NOTE: Once we provide all 3 custom functions, there is no sense in following the newtype pattern anymore.

Full behavior

Instead of providing all custom functions separately, it’s possible to provide a module holding the appropriate to_output(), from_input() and parse_token() functions:

#[derive(GraphQLScalar)]
#[graphql(with = string_or_int)]
enum StringOrInt {
    String(String),
    Int(i32),
}

mod string_or_int {
    use super::*;

    pub(super) fn to_output<S: ScalarValue>(v: &StringOrInt) -> Value<S> {
        match v {
            StringOrInt::String(s) => Value::scalar(s.to_owned()),
            StringOrInt::Int(i) => Value::scalar(*i),
        }
    }

    pub(super) fn from_input<S: ScalarValue>(v: &InputValue<S>) -> Result<StringOrInt, String> {
        v.as_string_value()
            .map(|s| StringOrInt::String(s.into()))
            .or_else(|| v.as_int_value().map(StringOrInt::Int))
            .ok_or_else(|| format!("Expected `String` or `Int`, found: {v}"))
    }

    pub(super) fn parse_token<S: ScalarValue>(t: ScalarToken<'_>) -> ParseScalarResult<S> {
        <String as ParseScalarValue<S>>::from_str(t)
            .or_else(|_| <i32 as ParseScalarValue<S>>::from_str(t))
    }
}

A regular impl block is also suitable for that:

#[derive(GraphQLScalar)]
// #[graphql(with = Self)] <- default behaviour, so can be omitted
enum StringOrInt {
    String(String),
    Int(i32),
}

impl StringOrInt {
    fn to_output<S: ScalarValue>(&self) -> Value<S> {
        match self {
            Self::String(s) => Value::scalar(s.to_owned()),
            Self::Int(i) => Value::scalar(*i),
        }
    }

    fn from_input<S>(v: &InputValue<S>) -> Result<Self, String>
    where
        S: ScalarValue
    {
        v.as_string_value()
            .map(|s| Self::String(s.into()))
            .or_else(|| v.as_int_value().map(Self::Int))
            .ok_or_else(|| format!("Expected `String` or `Int`, found: {v}"))
    }

    fn parse_token<S>(value: ScalarToken<'_>) -> ParseScalarResult<S>
    where
        S: ScalarValue
    {
        <String as ParseScalarValue<S>>::from_str(value)
            .or_else(|_| <i32 as ParseScalarValue<S>>::from_str(value))
    }
}

At the same time, any custom function still may be specified separately:

#[derive(GraphQLScalar)]
#[graphql(
    with = string_or_int,
    parse_token(String, i32)
)]
enum StringOrInt {
    String(String),
    Int(i32),
}

mod string_or_int {
    use super::*;

    pub(super) fn to_output<S>(v: &StringOrInt) -> Value<S>
    where
        S: ScalarValue,
    {
        match v {
            StringOrInt::String(s) => Value::scalar(s.to_owned()),
            StringOrInt::Int(i) => Value::scalar(*i),
        }
    }

    pub(super) fn from_input<S>(v: &InputValue<S>) -> Result<StringOrInt, String>
    where
        S: ScalarValue,
    {
        v.as_string_value()
            .map(|s| StringOrInt::String(s.into()))
            .or_else(|| v.as_int_value().map(StringOrInt::Int))
            .ok_or_else(|| format!("Expected `String` or `Int`, found: {v}"))
    }

    // No need in `parse_token()` function.
}

Custom ScalarValue

By default, this macro generates code, which is generic over a ScalarValue type. Concrete ScalarValue type may be specified via #[graphql(scalar = <type>)] attribute.

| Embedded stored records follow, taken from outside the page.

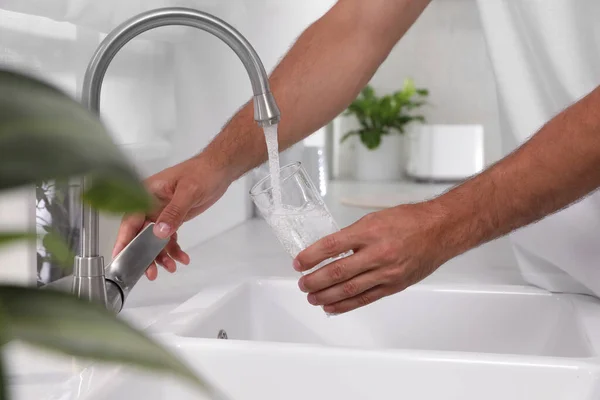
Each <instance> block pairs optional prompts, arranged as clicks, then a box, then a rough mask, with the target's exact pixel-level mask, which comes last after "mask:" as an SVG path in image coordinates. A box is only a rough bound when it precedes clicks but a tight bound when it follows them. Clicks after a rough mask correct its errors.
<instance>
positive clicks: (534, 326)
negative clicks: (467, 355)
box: [172, 279, 600, 357]
mask: <svg viewBox="0 0 600 400" xmlns="http://www.w3.org/2000/svg"><path fill="white" fill-rule="evenodd" d="M588 308H592V309H593V312H591V311H589V310H588ZM182 310H183V311H182ZM200 310H201V311H200ZM177 311H180V315H179V318H181V321H179V323H178V324H177V323H175V322H174V323H173V325H174V326H177V328H174V329H173V330H172V331H173V332H174V333H176V334H177V335H179V336H181V337H188V338H204V339H216V338H217V336H218V334H219V331H221V330H224V331H225V332H226V334H227V336H228V339H229V340H242V341H260V342H288V343H307V344H318V345H327V346H352V347H360V348H372V349H382V348H386V349H392V348H395V349H415V350H438V351H461V352H475V353H497V354H517V355H536V356H555V357H592V356H595V355H596V352H595V350H594V346H593V344H592V341H591V339H594V340H596V341H597V340H598V338H600V329H598V328H597V327H596V326H593V324H591V323H590V320H592V321H596V323H597V321H598V318H597V315H598V314H600V305H599V304H596V302H595V301H594V300H592V299H589V298H582V296H569V295H554V294H550V293H547V292H545V291H542V290H538V289H535V288H528V287H514V286H506V287H504V286H488V287H486V286H481V285H479V286H478V287H477V288H475V287H470V288H469V287H456V286H447V285H444V286H435V285H425V284H422V285H417V286H413V287H411V288H409V289H408V290H406V291H405V292H403V293H400V294H397V295H395V296H391V297H388V298H385V299H383V300H381V301H379V302H376V303H374V304H372V305H370V306H368V307H365V308H362V309H359V310H356V311H353V312H351V313H348V314H343V315H338V316H334V317H329V318H328V317H327V316H326V315H325V314H324V312H323V311H322V310H321V308H319V307H314V306H311V305H310V304H308V302H307V301H306V295H305V294H303V293H302V292H301V291H300V290H299V289H298V287H297V284H296V281H295V280H290V279H268V280H262V281H254V282H248V283H245V284H241V285H239V286H237V287H235V288H233V289H231V290H229V291H226V292H225V293H221V295H220V298H219V299H218V300H216V301H215V298H210V297H209V296H206V295H205V294H201V295H199V296H197V297H194V298H192V299H190V300H188V301H187V302H186V303H184V304H183V305H182V306H181V307H179V308H178V309H176V310H175V312H177ZM173 318H176V317H173Z"/></svg>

It also may be used to provide additional bounds to the ScalarValue generic, like the following: #[graphql(scalar = S: Trait)].

Additional arbitrary trait bounds

GraphQL scalar type implementation may be bound with any additional trait bounds via #[graphql(where(<bounds>))] attribute, like the following: #[graphql(where(S: Trait, Self: fmt::Debug + fmt::Display))].